News Life and Health30 Oct 2018

Australia:Satisfaction with risk and life insurance declines

| 30 Oct 2018

Satisfaction with risk and life insurance has fallen to 65.4% in September 2018, down from 66.4% in 2017 and 69.5% in 2015, according to new research from Roy Morgan, a market research company.

At these levels, risk and life insurance continues to have the lowest satisfaction of all major household and personal insurance types including general and health insurance.

These are the latest findings from Roy Morgan’s Single Source Survey (Australia) which is based on in-depth personal interviews conducted face-to-face with over 50,000 Australians per annum in their homes, including over 10,000 with risk and life insurance.

Insuranceline tops satisfaction ratings

In the year to September 2018, Insuranceline with a satisfaction rating of 81.6% was the best performer, well ahead of second placed Suncorp Insurance (78.7%) and Real Insurance (74.7%).

AMP the market leader in terms of the number of policies, had 64.3% customer satisfaction and was below the market average (65.4%), showing a drop of 1.6% points over the year. The second largest player is MLC and it scored marginally below average with 64.9%, having declined by 1.9% points over the last 12 months.

Although overall satisfaction with risk and life insurance declined over the year, some companies showed improvement. The biggest gains were from Suncorp Insurance (up 8.6% points), Asteron (up 6.5% points), Zurich (up 6.2% points) and Insuranceline (up 4.0% points). The major brands showing declines in satisfaction were Westpac (down 10.3% points), Alliance (down 4.4% points), AIA Australia (down 4.4% points) and TAL (down 4.3% points).

Satisfaction improves likelihood of customer retention

Customer retention is important in a market where over 1m risk and life policies over the last year were at risk of being moved because they either actually changed their provider (226,000) or at least were considering to do so by looking around (795,000). Policyholders that say that they are ‘extremely likely’ to renew their insurance with the same company have a satisfaction rating of 73.3%, well above the market average of 65.4%.

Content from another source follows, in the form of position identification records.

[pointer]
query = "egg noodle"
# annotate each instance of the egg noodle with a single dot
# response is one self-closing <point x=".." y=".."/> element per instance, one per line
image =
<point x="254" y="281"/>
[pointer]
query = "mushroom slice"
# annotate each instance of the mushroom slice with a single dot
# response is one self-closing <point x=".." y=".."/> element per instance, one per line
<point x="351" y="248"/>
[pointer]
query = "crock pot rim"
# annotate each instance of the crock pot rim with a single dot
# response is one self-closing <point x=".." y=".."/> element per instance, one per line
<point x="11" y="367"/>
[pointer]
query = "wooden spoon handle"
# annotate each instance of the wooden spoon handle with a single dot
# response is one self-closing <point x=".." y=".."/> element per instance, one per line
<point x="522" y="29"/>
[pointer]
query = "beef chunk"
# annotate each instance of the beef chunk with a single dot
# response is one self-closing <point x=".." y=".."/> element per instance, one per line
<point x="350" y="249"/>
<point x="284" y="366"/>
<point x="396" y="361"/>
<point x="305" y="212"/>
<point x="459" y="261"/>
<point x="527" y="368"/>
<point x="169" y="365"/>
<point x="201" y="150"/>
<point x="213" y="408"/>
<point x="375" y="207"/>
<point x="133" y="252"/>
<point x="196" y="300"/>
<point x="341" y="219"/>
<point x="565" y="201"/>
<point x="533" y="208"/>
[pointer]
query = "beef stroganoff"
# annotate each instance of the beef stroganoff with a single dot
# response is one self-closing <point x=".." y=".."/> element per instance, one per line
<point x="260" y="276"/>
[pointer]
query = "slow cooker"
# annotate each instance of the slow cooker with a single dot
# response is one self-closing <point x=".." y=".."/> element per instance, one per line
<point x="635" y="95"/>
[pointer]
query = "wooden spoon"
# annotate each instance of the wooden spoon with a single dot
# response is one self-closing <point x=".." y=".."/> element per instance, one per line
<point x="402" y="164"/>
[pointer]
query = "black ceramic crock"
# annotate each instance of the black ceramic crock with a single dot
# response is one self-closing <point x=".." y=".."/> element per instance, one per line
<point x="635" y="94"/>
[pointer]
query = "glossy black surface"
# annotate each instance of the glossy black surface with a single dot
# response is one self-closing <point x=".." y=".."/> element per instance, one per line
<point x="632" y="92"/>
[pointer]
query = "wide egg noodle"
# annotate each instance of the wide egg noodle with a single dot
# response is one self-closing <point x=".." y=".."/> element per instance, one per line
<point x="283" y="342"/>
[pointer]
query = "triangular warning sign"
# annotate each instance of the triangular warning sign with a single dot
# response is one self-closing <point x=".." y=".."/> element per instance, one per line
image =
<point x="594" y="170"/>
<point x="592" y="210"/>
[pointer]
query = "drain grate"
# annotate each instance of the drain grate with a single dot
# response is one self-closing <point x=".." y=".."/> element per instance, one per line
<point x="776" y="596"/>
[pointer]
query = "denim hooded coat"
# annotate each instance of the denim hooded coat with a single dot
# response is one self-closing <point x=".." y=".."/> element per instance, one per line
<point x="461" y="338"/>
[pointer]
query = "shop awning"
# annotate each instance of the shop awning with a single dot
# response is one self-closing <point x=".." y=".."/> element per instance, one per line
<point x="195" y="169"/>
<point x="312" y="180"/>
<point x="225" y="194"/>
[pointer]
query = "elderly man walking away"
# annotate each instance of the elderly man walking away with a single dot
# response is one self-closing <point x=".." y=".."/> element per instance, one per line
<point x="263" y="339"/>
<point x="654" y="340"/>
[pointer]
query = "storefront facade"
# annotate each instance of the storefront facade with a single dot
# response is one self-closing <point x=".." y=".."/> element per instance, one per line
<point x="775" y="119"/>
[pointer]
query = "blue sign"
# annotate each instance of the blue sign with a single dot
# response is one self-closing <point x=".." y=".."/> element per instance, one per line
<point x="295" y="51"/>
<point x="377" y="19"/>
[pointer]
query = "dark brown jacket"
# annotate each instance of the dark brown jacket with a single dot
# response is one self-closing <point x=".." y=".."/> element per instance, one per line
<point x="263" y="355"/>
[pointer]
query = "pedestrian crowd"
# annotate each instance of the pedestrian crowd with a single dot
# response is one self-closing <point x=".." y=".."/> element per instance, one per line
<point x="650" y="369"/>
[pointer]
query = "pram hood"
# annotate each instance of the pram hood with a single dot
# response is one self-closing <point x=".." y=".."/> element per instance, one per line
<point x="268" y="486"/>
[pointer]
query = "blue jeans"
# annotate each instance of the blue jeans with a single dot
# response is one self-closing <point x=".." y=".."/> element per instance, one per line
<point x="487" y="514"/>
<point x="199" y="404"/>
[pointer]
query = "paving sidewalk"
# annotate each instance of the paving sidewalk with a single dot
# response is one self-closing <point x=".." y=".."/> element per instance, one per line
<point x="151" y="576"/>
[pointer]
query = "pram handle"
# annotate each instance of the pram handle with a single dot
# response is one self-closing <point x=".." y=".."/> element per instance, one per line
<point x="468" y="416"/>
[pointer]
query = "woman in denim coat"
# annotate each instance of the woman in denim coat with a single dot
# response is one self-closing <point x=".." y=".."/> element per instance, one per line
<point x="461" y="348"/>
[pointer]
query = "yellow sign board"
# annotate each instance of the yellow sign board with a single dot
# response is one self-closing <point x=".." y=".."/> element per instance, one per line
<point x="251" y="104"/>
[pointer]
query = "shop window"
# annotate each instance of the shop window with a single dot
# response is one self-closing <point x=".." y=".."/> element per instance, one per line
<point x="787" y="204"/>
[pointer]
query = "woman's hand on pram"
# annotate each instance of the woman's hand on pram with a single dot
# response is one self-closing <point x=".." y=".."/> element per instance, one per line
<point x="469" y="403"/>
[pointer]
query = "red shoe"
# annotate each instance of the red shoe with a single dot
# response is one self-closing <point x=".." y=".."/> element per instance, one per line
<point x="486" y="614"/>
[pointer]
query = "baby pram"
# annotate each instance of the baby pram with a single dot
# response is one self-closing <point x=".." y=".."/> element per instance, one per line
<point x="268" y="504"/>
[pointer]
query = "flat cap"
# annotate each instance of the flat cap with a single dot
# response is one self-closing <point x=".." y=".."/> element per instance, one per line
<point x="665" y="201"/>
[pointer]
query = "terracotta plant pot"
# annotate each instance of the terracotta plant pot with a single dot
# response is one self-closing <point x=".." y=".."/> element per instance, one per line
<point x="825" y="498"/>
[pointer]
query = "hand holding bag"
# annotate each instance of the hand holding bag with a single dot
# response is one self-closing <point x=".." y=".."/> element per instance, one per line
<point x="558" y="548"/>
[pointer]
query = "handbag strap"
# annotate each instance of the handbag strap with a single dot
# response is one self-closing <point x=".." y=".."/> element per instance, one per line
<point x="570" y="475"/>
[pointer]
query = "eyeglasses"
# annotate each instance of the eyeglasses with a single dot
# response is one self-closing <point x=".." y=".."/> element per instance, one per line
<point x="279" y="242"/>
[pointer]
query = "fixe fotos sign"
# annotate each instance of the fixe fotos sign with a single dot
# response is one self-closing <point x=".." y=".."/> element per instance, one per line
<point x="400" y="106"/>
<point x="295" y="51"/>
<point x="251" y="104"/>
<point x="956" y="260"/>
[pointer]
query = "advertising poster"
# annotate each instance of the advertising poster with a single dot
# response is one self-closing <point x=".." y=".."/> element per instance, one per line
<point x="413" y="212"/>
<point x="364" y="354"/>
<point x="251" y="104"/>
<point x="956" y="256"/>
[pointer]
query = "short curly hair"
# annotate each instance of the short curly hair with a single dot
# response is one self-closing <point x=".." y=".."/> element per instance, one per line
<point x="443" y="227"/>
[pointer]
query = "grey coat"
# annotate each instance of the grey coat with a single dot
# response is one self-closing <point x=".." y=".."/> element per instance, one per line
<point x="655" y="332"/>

As the likelihood of renewing with the same company declines, we see that this is associated with much lower satisfaction levels. Among policy holders who are unlikely to renew with the same company only around a quarter (25.6%) are satisfied with their current insurer, compared to 66.9% satisfaction among those who are at lease fairly likely to renew.

In addition to the million existing policies that are potentially subject to changing provider in a year, there are also those that are entering the market for the first time. In the 12 months to September 2018, this amounted to 228,000 new risk and life policies, which when combined with existing policyholders that are potential changers, makes for a total available market of over 1.2m in a 12-month period.

Norman Morris, Industry Communications Director, Roy Morgan said, “These results show that although 86% of risk and life insurance policies are renewed automatically without shopping around, there is a risk associated with having below average satisfaction as this has the potential to discourage renewal and new clients.

“The channel used to purchase risk and life insurance is important because it may impact satisfaction and retention. The most frequent method used to purchase this type of insurance is still directly from an insurance company with 36%, which has been falling over the last three years from 42% in 2015. The most common way people purchase directly from their insurance company is by telephone.

“Purchasing this type of insurance online is relatively small with 9.3%, having only shown gradual growth from 6.7% over recent years. The biggest increase in the purchasing channel used over the last three years has been from employer as part of superannuation, which has increased from 16.3% to 26.5%. The other major channel is the use of insurance brokers and financial planners which now account for around 17% of the market, down from 21.8% three years ago.

“The use of these third parties to purchase risk and life insurance has the potential to take the customer relationship away from insurance companies and as a result they are likely to have less control over satisfaction and retention levels.

“The considerable adverse publicity given to life insurance by the Finance Royal Commission is likely to have been a contributing factor in continuing the decline in satisfaction.”